Journalismus Studium
Sicherlich steht jemandem, der sich als Journalist seinen Lebensunterhalt verdienen möchte, auch ein Quereinstieg offen. Gerade bei den Menschen, die beispielsweise aus der Wissenschaft kommen, bietet sich ein solcher Einstieg sogar an, wenn sie über die nötigen Voraussetzungen verfügen. Der klassische Weg zum Journalisten ist aber immer noch das Studium. Hierfür können verschiedene Studiengänge gewählt werden. Möglich ist der Studiengang Journalistik, auch die Kommunikationswissenschaften führen zum Ziel. Sogar ein Sprachenstudium ist möglich, für einen angehenden Auslandskorrespondenten sogar sinnvoll. Das Studium bildet sozusagen den Grundstein, auf diesen muss dann später aufgebaut werden.
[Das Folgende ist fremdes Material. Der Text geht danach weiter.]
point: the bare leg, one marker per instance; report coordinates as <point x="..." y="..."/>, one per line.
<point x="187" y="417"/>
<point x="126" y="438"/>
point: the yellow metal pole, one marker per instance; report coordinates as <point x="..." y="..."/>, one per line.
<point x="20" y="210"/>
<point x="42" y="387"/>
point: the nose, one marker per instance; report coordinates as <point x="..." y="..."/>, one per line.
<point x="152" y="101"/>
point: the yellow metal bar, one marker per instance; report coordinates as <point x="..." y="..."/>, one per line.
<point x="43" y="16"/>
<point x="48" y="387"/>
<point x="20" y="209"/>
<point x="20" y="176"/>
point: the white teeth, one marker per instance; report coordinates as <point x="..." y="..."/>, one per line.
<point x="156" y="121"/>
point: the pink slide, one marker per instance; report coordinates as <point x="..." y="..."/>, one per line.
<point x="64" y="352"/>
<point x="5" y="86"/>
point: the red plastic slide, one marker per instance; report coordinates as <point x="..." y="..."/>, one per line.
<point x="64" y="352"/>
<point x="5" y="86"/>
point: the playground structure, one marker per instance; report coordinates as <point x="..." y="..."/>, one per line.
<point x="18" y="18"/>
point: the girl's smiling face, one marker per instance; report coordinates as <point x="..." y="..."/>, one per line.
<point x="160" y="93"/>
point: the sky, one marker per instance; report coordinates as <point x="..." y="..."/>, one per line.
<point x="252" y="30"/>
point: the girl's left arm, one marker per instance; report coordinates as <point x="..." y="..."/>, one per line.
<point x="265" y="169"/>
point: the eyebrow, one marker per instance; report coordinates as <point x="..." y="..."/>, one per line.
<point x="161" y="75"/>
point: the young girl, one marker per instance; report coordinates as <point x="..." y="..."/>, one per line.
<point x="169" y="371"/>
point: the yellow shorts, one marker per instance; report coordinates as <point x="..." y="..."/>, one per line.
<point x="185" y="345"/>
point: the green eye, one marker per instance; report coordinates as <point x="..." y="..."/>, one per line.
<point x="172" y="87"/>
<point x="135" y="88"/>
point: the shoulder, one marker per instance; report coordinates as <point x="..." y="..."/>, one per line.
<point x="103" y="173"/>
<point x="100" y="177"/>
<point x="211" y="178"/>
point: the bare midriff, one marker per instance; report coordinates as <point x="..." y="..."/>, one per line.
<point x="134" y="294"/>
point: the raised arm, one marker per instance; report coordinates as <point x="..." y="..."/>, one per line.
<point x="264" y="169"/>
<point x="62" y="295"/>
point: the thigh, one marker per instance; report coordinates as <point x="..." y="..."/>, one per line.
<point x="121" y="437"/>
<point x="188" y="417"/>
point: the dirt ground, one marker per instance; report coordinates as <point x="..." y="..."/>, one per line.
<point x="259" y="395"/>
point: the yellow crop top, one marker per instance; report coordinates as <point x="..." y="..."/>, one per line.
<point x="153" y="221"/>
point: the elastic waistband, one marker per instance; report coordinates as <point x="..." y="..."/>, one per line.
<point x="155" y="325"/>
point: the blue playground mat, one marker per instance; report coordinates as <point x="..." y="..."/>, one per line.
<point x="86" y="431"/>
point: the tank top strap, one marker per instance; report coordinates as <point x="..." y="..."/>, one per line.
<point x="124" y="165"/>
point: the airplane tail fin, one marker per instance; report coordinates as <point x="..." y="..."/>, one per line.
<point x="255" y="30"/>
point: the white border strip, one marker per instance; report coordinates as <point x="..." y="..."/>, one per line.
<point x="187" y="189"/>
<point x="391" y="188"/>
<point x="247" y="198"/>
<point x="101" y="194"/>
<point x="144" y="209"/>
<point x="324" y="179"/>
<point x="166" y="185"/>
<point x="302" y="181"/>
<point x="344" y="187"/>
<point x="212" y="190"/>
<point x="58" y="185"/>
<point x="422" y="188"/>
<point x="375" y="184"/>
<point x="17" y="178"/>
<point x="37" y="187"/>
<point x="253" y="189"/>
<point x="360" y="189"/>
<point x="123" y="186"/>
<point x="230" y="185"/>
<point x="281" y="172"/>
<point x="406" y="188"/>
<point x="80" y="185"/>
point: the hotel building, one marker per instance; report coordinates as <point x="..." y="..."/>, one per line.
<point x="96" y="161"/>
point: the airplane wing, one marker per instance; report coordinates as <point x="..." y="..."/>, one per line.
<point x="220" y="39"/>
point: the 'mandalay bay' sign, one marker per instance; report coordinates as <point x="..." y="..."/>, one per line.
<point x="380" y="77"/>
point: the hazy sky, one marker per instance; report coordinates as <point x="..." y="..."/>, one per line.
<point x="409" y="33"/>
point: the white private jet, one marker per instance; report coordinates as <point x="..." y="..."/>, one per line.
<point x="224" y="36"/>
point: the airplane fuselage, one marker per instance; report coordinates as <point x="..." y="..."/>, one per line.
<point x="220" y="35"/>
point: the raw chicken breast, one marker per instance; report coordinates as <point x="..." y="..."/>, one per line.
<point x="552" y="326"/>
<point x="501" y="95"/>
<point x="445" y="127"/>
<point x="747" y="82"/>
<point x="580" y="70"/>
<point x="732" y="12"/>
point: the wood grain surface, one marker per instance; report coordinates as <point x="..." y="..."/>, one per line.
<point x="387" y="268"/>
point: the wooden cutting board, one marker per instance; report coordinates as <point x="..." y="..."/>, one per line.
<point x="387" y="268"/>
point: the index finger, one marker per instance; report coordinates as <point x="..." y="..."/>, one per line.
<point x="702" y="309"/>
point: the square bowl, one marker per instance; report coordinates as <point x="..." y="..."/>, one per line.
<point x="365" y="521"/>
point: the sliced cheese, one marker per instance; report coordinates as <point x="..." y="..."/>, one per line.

Für die genannten Studiengänge gibt es in der Regel einen recht niedrig angelegten Numerus Clausus. Wer diesen nicht erfüllt, hat allerdings immer noch die Chance, über eine ausreichend lange Wartezeit einen Studienplatz zu ergattern. Das Studium mit Abschluss Bachelor dauert drei Jahre, bis zum Diplom sind es vier Jahre. Aufbauend auf den Bachelor kann der Master abgelegt werden. Nun muss allerdings auch gesagt werden, dass das Studium allein noch keine Garantie für eine gute Stelle ist. Erfahrungen in einer Redaktion sind hier weitaus wichtiger, sie können aber nur im Rahmen eines Praktikums oder beim Volontariat gesammelt werden. So schließt sich also an das Studium auch immer noch ein Volontariat an, welches zwischen einem halben Jahr und zwei Jahren dauern kann. In der Zeit ist die Vergütung aber nicht so hoch, wie das ein Absolvent der Universität sich sicherlich wünscht.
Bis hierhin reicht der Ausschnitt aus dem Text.